Which is also regulated for PDO products and the biggest reason why it exists in the first place. Why is nobody in the US enforcing labelling rules similarly?

So Italian cheesemakers could never sell adulterated cheeses? Let's be realistic here.
Just like how Italian extra virgin olive oil is never fake.
The US doesn't participate in the protection of geographical names because it reduces competitiveness of local industries.
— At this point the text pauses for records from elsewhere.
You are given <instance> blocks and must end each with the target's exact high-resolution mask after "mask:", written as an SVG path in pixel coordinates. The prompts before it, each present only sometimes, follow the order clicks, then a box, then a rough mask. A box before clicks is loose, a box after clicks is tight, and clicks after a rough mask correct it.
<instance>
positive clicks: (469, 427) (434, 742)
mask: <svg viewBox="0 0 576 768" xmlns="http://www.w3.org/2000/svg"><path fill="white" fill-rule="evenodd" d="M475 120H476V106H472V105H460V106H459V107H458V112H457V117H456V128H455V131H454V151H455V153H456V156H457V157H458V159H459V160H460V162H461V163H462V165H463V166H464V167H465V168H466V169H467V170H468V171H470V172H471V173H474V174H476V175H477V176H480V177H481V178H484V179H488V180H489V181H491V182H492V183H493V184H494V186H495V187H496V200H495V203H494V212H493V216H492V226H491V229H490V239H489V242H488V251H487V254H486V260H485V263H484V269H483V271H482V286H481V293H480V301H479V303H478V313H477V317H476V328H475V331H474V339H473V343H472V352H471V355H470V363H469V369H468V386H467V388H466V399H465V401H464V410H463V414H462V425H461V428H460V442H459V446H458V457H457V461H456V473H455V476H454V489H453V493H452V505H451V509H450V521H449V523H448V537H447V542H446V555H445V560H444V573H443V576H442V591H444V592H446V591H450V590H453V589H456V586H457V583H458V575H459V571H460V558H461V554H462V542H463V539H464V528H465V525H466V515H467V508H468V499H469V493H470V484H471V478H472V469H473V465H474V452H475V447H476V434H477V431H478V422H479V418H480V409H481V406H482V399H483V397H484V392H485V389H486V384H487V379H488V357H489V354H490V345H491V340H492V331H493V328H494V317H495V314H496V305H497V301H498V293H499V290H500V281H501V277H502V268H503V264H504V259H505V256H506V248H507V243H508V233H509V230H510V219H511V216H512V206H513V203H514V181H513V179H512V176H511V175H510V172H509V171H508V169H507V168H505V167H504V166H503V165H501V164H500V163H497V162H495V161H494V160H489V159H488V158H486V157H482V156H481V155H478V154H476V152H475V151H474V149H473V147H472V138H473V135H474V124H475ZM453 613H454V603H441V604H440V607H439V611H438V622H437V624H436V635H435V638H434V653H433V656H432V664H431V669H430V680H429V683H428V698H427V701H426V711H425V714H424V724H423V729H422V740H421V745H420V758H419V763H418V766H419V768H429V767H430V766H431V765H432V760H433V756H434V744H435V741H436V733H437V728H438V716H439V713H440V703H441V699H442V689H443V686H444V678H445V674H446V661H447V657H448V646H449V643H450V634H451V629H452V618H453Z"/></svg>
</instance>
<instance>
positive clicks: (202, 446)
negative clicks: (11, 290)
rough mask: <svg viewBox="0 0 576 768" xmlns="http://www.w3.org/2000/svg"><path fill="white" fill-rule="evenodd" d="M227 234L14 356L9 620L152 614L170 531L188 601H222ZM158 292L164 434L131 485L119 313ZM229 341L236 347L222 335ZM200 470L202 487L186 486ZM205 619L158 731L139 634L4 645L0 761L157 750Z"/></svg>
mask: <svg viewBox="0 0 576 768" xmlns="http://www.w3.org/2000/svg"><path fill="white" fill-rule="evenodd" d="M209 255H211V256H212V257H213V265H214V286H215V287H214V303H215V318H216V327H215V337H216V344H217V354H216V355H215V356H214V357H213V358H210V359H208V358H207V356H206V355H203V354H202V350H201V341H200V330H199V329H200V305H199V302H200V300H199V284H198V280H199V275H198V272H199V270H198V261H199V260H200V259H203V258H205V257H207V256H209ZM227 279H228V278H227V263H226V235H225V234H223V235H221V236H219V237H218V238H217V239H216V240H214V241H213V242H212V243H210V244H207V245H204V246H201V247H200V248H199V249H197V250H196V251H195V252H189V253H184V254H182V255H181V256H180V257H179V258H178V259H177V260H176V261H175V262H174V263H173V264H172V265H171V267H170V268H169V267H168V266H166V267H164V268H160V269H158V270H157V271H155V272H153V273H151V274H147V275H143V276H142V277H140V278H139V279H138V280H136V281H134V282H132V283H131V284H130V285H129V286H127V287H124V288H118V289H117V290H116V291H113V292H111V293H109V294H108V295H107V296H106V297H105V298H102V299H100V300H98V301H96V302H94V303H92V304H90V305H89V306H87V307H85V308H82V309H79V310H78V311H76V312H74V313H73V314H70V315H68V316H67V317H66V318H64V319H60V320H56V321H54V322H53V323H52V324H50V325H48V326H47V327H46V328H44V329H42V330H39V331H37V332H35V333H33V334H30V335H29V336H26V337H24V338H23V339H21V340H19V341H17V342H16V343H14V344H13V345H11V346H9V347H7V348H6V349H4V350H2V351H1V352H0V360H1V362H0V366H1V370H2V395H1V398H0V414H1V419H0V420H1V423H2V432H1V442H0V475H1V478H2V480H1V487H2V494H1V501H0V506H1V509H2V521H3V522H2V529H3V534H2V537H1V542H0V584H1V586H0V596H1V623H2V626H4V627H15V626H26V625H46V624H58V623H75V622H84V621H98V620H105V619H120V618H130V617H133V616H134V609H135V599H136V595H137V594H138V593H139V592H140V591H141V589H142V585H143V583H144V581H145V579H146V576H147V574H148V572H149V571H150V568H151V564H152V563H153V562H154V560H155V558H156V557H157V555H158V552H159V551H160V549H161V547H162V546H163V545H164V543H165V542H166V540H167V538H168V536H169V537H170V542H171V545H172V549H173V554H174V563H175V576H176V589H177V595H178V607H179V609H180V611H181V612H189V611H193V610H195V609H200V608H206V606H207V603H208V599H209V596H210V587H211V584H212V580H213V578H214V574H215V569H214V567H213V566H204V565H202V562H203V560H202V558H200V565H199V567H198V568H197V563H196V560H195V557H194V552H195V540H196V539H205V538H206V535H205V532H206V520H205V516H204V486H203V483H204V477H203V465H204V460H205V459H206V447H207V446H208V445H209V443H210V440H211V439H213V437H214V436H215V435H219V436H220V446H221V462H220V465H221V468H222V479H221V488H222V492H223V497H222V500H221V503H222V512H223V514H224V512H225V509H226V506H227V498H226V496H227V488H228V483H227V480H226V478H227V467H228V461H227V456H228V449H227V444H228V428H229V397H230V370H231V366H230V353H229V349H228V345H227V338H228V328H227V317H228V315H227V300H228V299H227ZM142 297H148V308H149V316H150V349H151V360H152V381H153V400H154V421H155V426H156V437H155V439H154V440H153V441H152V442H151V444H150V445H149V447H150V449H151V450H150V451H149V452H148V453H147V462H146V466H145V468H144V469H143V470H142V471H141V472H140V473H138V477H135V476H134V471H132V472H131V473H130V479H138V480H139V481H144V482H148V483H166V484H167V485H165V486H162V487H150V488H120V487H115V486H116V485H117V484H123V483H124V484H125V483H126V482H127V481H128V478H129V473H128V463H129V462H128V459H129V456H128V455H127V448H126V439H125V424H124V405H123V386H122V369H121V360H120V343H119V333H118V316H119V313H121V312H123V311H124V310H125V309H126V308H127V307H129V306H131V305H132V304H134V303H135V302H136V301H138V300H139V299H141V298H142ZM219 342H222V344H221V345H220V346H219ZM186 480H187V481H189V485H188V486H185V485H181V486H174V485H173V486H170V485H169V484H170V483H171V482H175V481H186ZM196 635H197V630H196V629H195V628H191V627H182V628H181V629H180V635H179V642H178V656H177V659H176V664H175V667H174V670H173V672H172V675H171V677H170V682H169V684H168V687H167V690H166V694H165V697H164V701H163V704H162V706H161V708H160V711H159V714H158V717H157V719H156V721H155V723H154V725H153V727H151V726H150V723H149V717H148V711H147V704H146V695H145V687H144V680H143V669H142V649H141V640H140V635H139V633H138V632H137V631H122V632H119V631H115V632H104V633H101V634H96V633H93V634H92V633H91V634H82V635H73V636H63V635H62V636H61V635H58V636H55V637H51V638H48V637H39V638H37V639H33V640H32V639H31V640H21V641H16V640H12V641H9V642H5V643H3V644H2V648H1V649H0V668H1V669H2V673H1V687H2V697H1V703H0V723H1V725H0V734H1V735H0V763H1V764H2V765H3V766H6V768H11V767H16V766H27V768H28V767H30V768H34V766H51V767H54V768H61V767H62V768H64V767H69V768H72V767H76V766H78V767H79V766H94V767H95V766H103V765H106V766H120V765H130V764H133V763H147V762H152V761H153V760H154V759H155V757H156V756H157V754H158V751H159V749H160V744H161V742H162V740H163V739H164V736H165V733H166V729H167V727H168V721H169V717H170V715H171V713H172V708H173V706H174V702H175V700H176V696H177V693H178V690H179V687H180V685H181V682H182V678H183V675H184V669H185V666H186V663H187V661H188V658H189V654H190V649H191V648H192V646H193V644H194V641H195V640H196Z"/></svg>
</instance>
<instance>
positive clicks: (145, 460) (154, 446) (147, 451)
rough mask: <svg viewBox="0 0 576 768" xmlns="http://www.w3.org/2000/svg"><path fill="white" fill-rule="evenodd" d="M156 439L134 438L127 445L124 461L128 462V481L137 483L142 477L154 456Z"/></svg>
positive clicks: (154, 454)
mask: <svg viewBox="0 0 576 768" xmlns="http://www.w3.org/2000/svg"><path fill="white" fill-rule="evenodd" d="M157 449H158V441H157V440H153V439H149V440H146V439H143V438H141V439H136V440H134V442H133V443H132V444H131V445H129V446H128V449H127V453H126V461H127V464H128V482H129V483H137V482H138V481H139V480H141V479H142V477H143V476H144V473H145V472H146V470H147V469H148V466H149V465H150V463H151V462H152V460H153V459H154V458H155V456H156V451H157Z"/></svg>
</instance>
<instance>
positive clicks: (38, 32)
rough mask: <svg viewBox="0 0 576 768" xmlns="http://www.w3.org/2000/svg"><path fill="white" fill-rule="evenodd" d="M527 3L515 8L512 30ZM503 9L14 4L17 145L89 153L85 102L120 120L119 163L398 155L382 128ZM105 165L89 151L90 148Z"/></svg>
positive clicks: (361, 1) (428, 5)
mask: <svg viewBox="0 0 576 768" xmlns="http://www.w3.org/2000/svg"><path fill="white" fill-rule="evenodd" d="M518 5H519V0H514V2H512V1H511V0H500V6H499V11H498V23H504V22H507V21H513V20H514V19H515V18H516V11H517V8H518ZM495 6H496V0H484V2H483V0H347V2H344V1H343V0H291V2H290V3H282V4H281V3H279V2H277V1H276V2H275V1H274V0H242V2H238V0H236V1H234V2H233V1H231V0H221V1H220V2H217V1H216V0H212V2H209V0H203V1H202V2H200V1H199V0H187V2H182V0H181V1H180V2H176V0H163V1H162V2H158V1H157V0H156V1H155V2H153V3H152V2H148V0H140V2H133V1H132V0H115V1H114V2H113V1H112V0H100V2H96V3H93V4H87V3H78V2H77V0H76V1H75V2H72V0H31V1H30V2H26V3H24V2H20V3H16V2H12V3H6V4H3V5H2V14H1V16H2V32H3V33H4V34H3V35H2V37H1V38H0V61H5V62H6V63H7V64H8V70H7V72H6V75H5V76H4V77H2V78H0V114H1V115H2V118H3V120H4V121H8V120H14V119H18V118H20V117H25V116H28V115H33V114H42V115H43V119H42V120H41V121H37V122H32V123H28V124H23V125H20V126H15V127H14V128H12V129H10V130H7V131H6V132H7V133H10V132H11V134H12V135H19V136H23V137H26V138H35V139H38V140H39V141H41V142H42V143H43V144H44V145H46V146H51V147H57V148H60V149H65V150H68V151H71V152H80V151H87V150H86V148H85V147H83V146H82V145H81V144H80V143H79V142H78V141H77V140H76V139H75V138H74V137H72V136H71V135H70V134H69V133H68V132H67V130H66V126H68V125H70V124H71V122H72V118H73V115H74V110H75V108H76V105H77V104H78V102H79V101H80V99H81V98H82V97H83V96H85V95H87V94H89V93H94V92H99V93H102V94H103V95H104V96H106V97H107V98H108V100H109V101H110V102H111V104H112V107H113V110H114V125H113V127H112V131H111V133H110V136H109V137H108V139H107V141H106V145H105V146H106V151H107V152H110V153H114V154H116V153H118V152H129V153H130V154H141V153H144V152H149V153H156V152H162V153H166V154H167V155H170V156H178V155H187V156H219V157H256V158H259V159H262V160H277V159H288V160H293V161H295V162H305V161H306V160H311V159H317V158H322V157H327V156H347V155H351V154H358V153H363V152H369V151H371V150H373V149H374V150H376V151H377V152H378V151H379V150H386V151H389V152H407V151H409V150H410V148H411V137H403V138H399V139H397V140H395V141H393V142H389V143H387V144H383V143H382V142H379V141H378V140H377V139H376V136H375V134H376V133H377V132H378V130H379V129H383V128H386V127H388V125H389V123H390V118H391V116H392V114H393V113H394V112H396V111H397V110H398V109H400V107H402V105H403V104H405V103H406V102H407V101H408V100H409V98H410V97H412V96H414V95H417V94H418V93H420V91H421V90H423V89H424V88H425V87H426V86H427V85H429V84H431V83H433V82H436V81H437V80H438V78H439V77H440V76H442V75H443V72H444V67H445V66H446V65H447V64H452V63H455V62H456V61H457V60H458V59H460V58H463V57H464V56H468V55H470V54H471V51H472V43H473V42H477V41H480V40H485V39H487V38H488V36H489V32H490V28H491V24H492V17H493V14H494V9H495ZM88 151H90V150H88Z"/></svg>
For better or worse, these names have become generic, a wine maker can't be expected to write "a bubbly wine made in the style of the champagne region, made from grapes bred in the region", you just write champagne on the bottle and don't export to the EU.

Also, most of our placenamed foods are not really transportable: New York pizza, Boston cream pie, philly cheese steak, etc.

> For better or worse, these names have become generic, a wine maker can't be expected to write "a bubbly wine made in the style of the champagne region, made from grapes bred in the region", you just write champagne on the bottle and don't export to the EU.

IME, most US-produced bottles of sparkling wine that is informally referred to as "champagne" are not, in fact, labeled as champagne. (They are often labeled with terms associated with -- even if not exclusively so -- Champagne-style sparkling wines, such as cuvee or blanc de noirs or brut.)

There is a common, generic alternative word for champagne: "Sparkling wine", so your example is really far-fetched.

Meanwhile, several alternatives have had success with their own name, such as Cava.

Sparkling wine might not have been made with the champagne method, and some people think that's important.

Cava uses the champagne method; prosecco uses Metodo Martinotti. Some wines just use injected carbon dioxide.